Ottawa Changes Process of Selecting Supreme Court Justices

The Liberal government has announced its plan to overhaul the method to pick a Supreme Court justice as it moves to abandon the process often criticized as partisan and unaccountable. According to the announcement to be made by Prime Minister Justin Trudeau on Tuesday, former prime minister Kim Campbell will be heading a new seven-member advisory board that will be tasked to recommend candidates to replace Supreme Court Justice Thomas Cromwell, who is due to retire on Sept. 1.

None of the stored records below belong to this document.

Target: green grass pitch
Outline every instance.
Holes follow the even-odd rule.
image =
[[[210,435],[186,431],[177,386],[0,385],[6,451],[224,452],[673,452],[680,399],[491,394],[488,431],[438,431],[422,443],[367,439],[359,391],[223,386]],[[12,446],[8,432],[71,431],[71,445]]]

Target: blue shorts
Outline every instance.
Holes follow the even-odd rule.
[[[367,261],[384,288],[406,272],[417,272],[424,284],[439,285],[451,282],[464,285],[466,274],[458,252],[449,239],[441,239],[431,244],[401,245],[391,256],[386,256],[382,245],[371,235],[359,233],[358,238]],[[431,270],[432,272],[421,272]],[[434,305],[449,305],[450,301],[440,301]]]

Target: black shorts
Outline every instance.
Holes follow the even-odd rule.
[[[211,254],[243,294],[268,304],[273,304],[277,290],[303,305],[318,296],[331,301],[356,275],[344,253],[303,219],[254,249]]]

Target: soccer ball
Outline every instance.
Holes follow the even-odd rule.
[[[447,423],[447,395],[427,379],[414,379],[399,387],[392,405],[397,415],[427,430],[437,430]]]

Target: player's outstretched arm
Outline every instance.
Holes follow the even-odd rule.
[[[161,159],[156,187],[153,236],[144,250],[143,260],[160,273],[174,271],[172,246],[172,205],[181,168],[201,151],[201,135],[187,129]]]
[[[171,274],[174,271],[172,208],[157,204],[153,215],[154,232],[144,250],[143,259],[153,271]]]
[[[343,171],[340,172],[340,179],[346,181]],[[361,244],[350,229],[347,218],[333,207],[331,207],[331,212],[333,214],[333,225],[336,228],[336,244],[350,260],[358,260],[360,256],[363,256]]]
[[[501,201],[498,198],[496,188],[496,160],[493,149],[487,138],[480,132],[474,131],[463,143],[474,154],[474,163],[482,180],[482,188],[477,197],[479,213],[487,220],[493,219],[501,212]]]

According to the new process, any qualified Canadian lawyer or judge will be allowed to announce their name for consideration and the government will accept applications for the job in Canada’s highest court until the end of the day on Aug. 24. Thereafter, it will be the task of the board to review all applications and make recommendations based only on the pool of applicants. In an article published in The Globe on Tuesday, Mr. Trudeau wrote that “from now on, an independent and non-partisan advisory board will be given the task of identifying suitable candidates,” adding that “gone are the days of governments – Liberal and Conservative alike – nominating Supreme Court justices through a secretive backroom process. Canadians deserve better.”

According to previous conventions, since Justice Cromwell comes from Nova Scotia his successor should come from Atlantic Canada. However, Ottawa did not limit the search process to Atlantic Canada but in fact the board will accept nominations from across the country.